A front-page article in The Wall Street Journal yesterday sparked a contentious but informal debate among Undergraduate Council members over the future of Reserve Officers Training Corps (ROTC) at Harvard.

The debate began when council member John F. Bash ’03 announced in an e-mail that he would raise the issue of bringing ROTC back to Harvard at the next Student Affairs Committe meeting, which could lead to a bill for the council’s consideration.

ROTC does not currently receive any funding from the University, and students participating in the program must travel to MIT for training.

Bash said yesterday that he did not intend to start the e-mail skirmish that ensued over the issue.

“I’d really just like to see an open dialogue on the issue,” Bash said. The debate, he said, should include traditional advocates of ROTC as well as groups like the Bisexual, Gay, Lesbian, Transgendered and Supporters Association (BGLTSA) who have in the past opposed the U.S. military’s “don’t ask, don’t tell” policy.

But any hopes for a council bill on the issue were quickly dampened by council President Paul A. Gusmorino ’02 and Secretary James R. Griffin ’02.

Gusmorino said he does not want to stifle debate, but he said he feels that plunging the council into the ROTC issue would more likely lead to bickering and animosity than to an acceptable solution.

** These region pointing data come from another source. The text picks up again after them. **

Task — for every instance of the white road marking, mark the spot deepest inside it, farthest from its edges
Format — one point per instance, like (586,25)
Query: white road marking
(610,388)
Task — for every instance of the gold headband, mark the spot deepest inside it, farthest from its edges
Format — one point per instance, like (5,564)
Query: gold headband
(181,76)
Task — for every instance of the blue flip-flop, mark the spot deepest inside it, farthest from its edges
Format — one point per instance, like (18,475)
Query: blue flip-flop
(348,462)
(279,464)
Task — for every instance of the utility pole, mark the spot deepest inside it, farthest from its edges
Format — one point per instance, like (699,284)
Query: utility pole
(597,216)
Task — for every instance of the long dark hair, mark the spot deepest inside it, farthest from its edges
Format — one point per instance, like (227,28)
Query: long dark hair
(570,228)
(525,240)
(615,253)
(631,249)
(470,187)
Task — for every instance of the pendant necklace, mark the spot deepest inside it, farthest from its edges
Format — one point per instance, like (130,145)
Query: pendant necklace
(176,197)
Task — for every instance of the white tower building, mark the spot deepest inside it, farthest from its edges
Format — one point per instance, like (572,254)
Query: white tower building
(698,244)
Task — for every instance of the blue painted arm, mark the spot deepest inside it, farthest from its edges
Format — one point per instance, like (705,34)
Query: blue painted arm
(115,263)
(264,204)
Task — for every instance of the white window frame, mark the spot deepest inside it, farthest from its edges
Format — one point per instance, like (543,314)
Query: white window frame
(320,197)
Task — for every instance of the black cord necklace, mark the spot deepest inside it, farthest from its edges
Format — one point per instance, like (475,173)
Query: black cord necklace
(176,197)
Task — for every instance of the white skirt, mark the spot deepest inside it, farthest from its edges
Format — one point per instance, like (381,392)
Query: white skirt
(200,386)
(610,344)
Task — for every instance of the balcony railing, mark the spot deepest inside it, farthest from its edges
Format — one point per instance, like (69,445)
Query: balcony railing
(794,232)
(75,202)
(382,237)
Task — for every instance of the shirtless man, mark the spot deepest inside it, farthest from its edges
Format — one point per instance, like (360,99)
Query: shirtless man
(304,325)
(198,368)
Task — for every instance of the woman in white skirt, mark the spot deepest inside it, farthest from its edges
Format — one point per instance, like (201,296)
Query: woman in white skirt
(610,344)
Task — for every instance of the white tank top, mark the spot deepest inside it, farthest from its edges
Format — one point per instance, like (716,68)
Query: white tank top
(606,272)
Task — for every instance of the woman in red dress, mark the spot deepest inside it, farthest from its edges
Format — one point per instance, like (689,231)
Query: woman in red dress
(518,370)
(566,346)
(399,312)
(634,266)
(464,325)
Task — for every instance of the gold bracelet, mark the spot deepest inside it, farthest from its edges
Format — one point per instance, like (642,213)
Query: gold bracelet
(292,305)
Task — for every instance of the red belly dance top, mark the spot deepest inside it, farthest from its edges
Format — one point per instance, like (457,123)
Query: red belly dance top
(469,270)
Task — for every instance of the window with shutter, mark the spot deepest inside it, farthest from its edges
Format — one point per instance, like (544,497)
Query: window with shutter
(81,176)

“I haven’t heard of a viable proposal that would improve Harvard’s policy,” Gusmorino said.

Griffin warned in an e-mail that any ROTC bill could “ground the entire council to a halt and kill all forward momentum.”

The council passed a bill four years ago calling for the University to allow ROTC recruiters on campus, to provide shuttles to MIT for Harvard ROTC cadets, and to reassume funding for Harvard cadets at MIT.

But Griffin said the Harvard administration did not comply with the bill’s recommendations and the council had to face an outraged constituency.

“The Crimson ridiculed us, and the campus opinion of the council dropped. It actually had an impact on Springfest, as people were still hostile to the UC by the time it came around,” Griffin wrote in an e-mail.

The last thing Gusmorino wants, according to many council members, is to have a contentious political issue distract the group from the fulfillment of his campaign platform of “improving student life, standing up for students, saving students money and enhancing the academic experience.”

Gusmorino said he has tried to be “proactive in preventing this from distracting the council from its agenda.”

“Paul has a good agenda,” Bash said. “He doesn’t want anything too controversial to come up.”

And if anything can be controversial, it is ROTC and the military’s “don’t ask, don’t tell” policy regarding homosexuals.